Empfehlungen für verschiedene Einsatzgebiete

XC/Marathon-Bremsen

Im Cross-Country- und Marathon-Rennsport kommt es auf jedes Gramm an, daher fallen Race-Bremsen entsprechend leicht aus. Typische Vertreter sind Shimano XTR BR/BL M9100, SRAM Level und Magura MT8 SL.

Trail/All-Mountain-Bremsen

Im riesigen Segment von der Tour bis zum leichten Enduro-Einsatz fühlen sich 80 Prozent der Leser zu Hause. Um sich dort auch wohlzufühlen, braucht es eine potente Bremse. Schließlich werden die Bikes mit 120- 150 mm Federweg immer besser - und ihre Besitzer entsprechend mutiger. Empfehlenswerte Bremsen sind Shimano XT BR/BL M8100, SRAM G2 und Magura MT Trail SL.

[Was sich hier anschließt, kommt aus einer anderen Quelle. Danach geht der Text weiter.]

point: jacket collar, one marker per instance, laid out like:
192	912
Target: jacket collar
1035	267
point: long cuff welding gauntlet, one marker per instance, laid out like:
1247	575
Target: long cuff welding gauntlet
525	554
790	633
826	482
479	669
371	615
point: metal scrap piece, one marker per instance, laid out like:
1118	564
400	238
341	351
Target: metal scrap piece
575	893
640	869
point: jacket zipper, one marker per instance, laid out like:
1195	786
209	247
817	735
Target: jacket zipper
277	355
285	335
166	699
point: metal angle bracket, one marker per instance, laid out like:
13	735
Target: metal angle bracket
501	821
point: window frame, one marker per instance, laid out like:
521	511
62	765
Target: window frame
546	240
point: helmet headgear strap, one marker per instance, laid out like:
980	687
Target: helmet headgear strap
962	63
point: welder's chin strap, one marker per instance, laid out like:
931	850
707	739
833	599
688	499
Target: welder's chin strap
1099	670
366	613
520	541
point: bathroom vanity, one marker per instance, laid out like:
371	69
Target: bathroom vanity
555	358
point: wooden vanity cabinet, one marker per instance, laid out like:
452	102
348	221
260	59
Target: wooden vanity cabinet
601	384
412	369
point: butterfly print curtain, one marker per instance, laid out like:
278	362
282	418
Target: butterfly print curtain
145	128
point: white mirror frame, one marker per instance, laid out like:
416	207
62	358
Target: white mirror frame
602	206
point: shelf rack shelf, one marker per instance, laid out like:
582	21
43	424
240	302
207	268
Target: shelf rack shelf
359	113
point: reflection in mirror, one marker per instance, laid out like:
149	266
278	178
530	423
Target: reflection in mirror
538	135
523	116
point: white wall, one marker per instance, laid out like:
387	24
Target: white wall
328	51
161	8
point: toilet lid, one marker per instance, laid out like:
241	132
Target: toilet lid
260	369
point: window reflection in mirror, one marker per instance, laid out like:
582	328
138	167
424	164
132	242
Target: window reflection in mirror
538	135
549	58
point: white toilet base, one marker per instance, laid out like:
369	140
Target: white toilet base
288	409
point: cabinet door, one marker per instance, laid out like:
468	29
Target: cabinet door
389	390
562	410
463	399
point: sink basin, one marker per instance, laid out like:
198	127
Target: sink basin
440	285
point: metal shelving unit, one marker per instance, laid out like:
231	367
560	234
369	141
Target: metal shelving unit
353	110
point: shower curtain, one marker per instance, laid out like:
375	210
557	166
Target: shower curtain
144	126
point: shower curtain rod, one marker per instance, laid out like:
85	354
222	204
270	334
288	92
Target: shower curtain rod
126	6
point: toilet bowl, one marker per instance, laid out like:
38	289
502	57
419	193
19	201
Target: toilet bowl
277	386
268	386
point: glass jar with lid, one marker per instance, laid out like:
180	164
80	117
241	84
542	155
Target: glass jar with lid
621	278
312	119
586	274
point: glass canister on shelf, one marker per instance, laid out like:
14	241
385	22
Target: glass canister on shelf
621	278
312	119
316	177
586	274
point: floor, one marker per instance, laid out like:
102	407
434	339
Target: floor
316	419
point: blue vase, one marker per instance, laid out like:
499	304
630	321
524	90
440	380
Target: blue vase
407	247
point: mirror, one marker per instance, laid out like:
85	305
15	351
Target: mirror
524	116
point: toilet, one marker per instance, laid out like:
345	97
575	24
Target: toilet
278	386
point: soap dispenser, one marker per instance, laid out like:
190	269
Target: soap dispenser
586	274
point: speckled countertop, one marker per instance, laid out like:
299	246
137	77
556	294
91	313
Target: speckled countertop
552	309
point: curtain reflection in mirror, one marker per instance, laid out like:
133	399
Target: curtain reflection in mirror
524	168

E-Mountainbike, Enduro und Downhill-Bremsen

Wer ein schweres, dem Bergabradfahren zugeneigtes Bike sein Eigen nennt, der sollte bei der Bremse keine Kompromisse eingehen: Kraft, Standfestigkeit, Dosierbarkeit, Ergonomie - hier zählt nur das Beste vom Besten. Empfehlenswerte Bremsen sind Trickstuff Maxima, Formula Cura 4 und Magura MT7 Pro.

Wartung und Entlüftung

Regelmäßige Wartung und korrektes Entlüften sind entscheidend für die Performance von MTB-Scheibenbremsen. Es gibt spezielle Entlüftungsanleitungen für alle gängigen Bremsen-Modelle.